Interminable land

The first two weeks of September were a strenuous time for the battalion. The 9th Devons were out of the line and were often kept on the move in daytime. When they stopped, their nights were taken up with working parties at the front, digging new trenches, building parapets and filling sandbags, often in pouring rain. In late August British High Command had finally agreed to the full-scale offensive the French demanded and the whole area was buzzing with preparations. Noel Hodgson told his sister that often he was so exhausted that he fell asleep walking along, and he depended on Jones, his servant, who always managed to find straw for him to collapse on at the end of the march and hot water for shaving when he woke.

But he was writing. Nowell Oxland’s death had crystallized a change that was already becoming apparent in Hodgson as he saw the war at first hand. He was looking to prose as well as poetry to pass on the experience and his writing was taking on a new sense of urgency, born of the unspoken knowledge that like his friend, he might not have long to live. He told his sister that he was going to send her some articles on life in the company mess, which he hoped she might be able to sell. He seemed hesitant, unsure whether the time was really right for this, yet still determined to try.

The two ‘Company Mess’ articles were not published, though almost all of his subsequent trench prose was, and was very well received. Perhaps these first articles contained too little war for the home market. In the first, six young officers – including Hodgson himself, thinly disguised as ‘Smiler’, the Grenade Officer  –  return to the mess in the evening to open their post, talk over the events of the day and grumble about brigade orders. In the second, the company has just come out of the trenches and four of them snatch a few hours out in the countryside, collapsing on the grass and remembering the summer before the war, and what they might have might have been doing if there had been no call to arms.

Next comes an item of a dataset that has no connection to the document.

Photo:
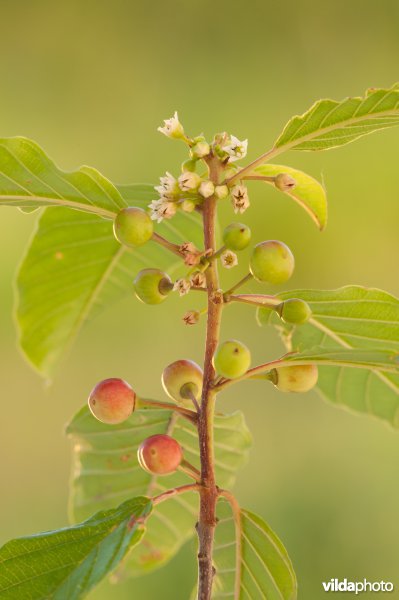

Folded with the second article there was also part of a poem, a work in progress with the words ‘to be continued – WNH’ scrawled down one side. In the complete version which Noel’s father later included in ‘Verse and Prose’ the four verses encapsulate the emotions of the first six weeks in France; his longing for Cumbria and the fells; his memories of Durham and school; the physical strain of his new existence in France and his grief for Oxland and his other friends.